From the time he made his motion picture debut as an elderly Asian in a 1930 French film, Le spectre vert, Edgar Barrier engaged in a variety of ethnic characterizations that included Frenchmen, Spaniards, Turks, and Germans—he attributed his foreign language fluency to his mother, a talented linguist.  Barrier once remarked in an interview: “I speak some German, some Russian, pretty good Spanish, pretty good French.  And fair English.”  That last statement was Edgar engaging in a little levity, and Radio Spirits has the proof. The birthday boy is speaking spectacularly on the following collections of The Adventures of Philip Marlowe (Lonely CanyonsNight TideSucker’s Road), Broadway’s My Beat (Dark WhispersGreat White WayThe Loneliest Mile), Chandu the Magician, Crime Classics (The Hyland Files), Escape (Escape Essentials, Peril), Fort LaramieGunsmoke (Killers & Spoilers), Lights Out (Later Than You ThinkLights Out, Everybody), The New Adventures of Sherlock Holmes (Cue for Murder), and Yours Truly, Johnny Dollar (Expense Account Submitted, Fabulous FreelanceMedium Rare MattersWayward Matters).  Happy birthday, Mr. Barrier!

4 Comments

  1. Mike Barrier says:

    I just came across “Happy Birthday, Edgar Barrier”. It was a wonderful experience reading it because I am Edgar Barrier’s son, Michael Barrier, born in 1933, and the summary of his acting career was like a summary of my childhood memories. “Too Much Johnson” was made just before we moved from New York to California, where I entered first grade at Gardner Street School in Hollywood, then continued through Hollywood High and UCLA. The first time I visited a movie studio was when my dad was making “Arabian Nights” with Sabu, Maria Montez and Jon Hall, and virtually everything in your article triggered off long forgotten flashbacks.

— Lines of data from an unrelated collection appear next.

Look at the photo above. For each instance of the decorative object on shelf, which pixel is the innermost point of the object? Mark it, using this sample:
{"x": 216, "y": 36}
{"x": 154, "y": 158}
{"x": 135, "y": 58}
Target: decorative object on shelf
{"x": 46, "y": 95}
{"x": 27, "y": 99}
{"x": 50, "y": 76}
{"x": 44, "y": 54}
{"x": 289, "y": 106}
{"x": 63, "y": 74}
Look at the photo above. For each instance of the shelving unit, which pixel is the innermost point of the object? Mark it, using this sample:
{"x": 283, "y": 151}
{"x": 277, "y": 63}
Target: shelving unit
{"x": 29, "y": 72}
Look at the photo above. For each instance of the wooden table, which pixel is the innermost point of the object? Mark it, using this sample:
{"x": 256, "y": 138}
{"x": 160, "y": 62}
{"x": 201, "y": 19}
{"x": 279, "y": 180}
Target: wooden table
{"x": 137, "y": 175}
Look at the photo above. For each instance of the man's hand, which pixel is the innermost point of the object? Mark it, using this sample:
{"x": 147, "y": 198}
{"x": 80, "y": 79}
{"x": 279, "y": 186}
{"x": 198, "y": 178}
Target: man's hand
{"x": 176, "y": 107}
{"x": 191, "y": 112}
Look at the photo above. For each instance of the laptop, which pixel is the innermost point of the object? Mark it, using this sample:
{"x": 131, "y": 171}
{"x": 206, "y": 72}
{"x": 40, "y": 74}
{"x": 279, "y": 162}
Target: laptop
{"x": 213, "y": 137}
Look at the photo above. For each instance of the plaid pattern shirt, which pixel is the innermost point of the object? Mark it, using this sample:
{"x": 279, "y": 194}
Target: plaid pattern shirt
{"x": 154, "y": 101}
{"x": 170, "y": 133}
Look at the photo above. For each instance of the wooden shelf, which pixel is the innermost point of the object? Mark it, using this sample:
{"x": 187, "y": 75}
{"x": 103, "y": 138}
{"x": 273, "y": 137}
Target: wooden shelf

    Thank you Ivan Shreve for the well written article. You can’t imagine how I enjoyed it.
    Sincerely, Mike Barrier

    • JUDITH ALLER says:

      Dear Michael Barrier,

      I’ve been trying for a long time to find you. I am Judith the daughter of The Beast Five Fingers, the piano legend Victor Aller who with Ester Aller formed a lasting friendship with your beloved parents whom I knew quite well through the years here in Los Angeles. Both my daughters attended Garner Elementary and almost weekly I drive by the home you lived in with your parents… Please and kindly get in touch with me. I would like to talk with you about your parents. Your mother did a great deed for me not long before she passed away. And I will never forget your Dad and his eyes looking down at me on a New Year’s Eve at my home. Sending you love and good wishes, Judith Aller

  2. i was delighted to read your interesting, informative and well researched bio of Edgar Barrier. His son, Mike Barrier, and I are cousins but are as close as brothers: we’re about the same age; grew up together from New York to Hollywood; attended the same schools; and had fathers’ who were radio and film actors. I remember Edgar possessing good looks and immense charm and being both a gentle man and a gentleman. Mike and I would often run around their Hollywood home playing together, none too quietly. Edgar, script in hand, would often be memorizing his latest part and Mike’s mother, Ernestine ,nee de Becker, would scold us. Edgar would always intervene saying something like, “It’s all right. They’re having such fun.” And he was generous and sharing during those fruitful Hollywood years: he brought two aged, ailing relatives of Ernestine’s to Hollywood and supported them. Years later, as a young husband wanting, at least in part, to impress his bride, I took her to visit Edgar. Although we ‘dropped in’ unannounced he was warm and welcoming and engaged us with the same charm I remembered from childhood. I didn’t know then that he was ill and near the end of his life. Your article revived many childhood memories for me as it did for ‘Cousin Mike’. Thank you.